The in-sample accuracy is significantly higher than the out-of sample accuracy, which means there is overfitting in the model. The group tried to solve this problem by reducing irrelevant features, and pruning the complete tree.

 |Out-Sample-2 Features |         
 |----------------------|
 | Sklearn | No Sklearn |
 | 83.70%  |   84.78%   |
 
 | In-Sample-2 Features |         
 |----------------------|
 | Sklearn | No Sklearn |
 | 100.0%  |   89.67%   |
 
Deleting irrelevant features improved the out-of-sample accuracy, but the in sample accuracy decreased. This is reasonable, as overfitting mainly causes by the model's attemption of fitting the inaccurate samples in the training set.
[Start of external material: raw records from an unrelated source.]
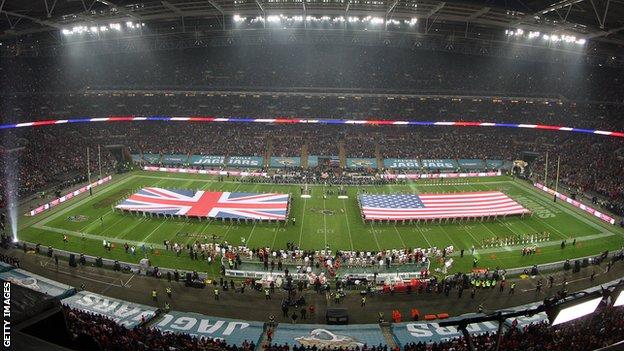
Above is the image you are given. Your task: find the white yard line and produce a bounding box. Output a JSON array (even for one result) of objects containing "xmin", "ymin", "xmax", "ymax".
[
  {"xmin": 342, "ymin": 200, "xmax": 353, "ymax": 251},
  {"xmin": 34, "ymin": 176, "xmax": 136, "ymax": 225},
  {"xmin": 392, "ymin": 225, "xmax": 407, "ymax": 250},
  {"xmin": 298, "ymin": 199, "xmax": 308, "ymax": 247},
  {"xmin": 323, "ymin": 194, "xmax": 327, "ymax": 250},
  {"xmin": 370, "ymin": 222, "xmax": 381, "ymax": 251},
  {"xmin": 414, "ymin": 224, "xmax": 433, "ymax": 248},
  {"xmin": 141, "ymin": 218, "xmax": 167, "ymax": 245}
]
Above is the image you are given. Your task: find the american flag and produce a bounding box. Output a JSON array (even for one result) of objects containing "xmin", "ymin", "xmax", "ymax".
[
  {"xmin": 359, "ymin": 191, "xmax": 530, "ymax": 220},
  {"xmin": 116, "ymin": 187, "xmax": 288, "ymax": 220}
]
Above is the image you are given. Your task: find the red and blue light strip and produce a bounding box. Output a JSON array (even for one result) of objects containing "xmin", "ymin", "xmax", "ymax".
[{"xmin": 0, "ymin": 116, "xmax": 624, "ymax": 138}]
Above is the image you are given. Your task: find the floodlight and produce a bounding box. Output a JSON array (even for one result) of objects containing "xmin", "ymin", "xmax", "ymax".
[{"xmin": 547, "ymin": 294, "xmax": 602, "ymax": 325}]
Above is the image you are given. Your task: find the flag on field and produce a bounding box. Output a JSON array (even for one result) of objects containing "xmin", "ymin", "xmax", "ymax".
[
  {"xmin": 359, "ymin": 191, "xmax": 530, "ymax": 220},
  {"xmin": 116, "ymin": 187, "xmax": 288, "ymax": 220}
]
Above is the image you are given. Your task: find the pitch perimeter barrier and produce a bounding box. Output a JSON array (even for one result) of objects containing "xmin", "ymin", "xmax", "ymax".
[
  {"xmin": 381, "ymin": 171, "xmax": 502, "ymax": 179},
  {"xmin": 153, "ymin": 311, "xmax": 264, "ymax": 346},
  {"xmin": 533, "ymin": 183, "xmax": 615, "ymax": 224},
  {"xmin": 0, "ymin": 268, "xmax": 76, "ymax": 299},
  {"xmin": 29, "ymin": 176, "xmax": 113, "ymax": 216},
  {"xmin": 61, "ymin": 291, "xmax": 157, "ymax": 329},
  {"xmin": 143, "ymin": 166, "xmax": 267, "ymax": 177},
  {"xmin": 273, "ymin": 323, "xmax": 387, "ymax": 350}
]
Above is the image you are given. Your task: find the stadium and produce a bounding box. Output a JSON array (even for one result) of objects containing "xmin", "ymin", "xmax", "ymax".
[{"xmin": 0, "ymin": 0, "xmax": 624, "ymax": 351}]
The decrease in in-sample accuracy acctualy means that these inaccurate samples are excluded during training. The group also tried to prune the tree. Chi square test pruning is chosen here, simply because the group does not have sufficint data. 
 
 Accuracy of pruned tree:
 
 | In-Sample | Out-Sample |
 |-----------|------------|
 |   81.52%  |   91.58%   |

Both methods sucessfuly reduced overfitting, and raised the out-of-sample accuracy. Deleting all irrelevant features are more suceesful in improving this performance, but its shot coming is also very obvious. The relevance of each feature is evaluated by human after visualized the data, but the visulaization might hide some non-linear, and more complex relationship between the attributes and the classifycation. Pruning, on the other hand, is less agressive in deleting irrelevant features. In a simple task like this, in which most of the relationship are linear, directly deleting irrelevant features works better.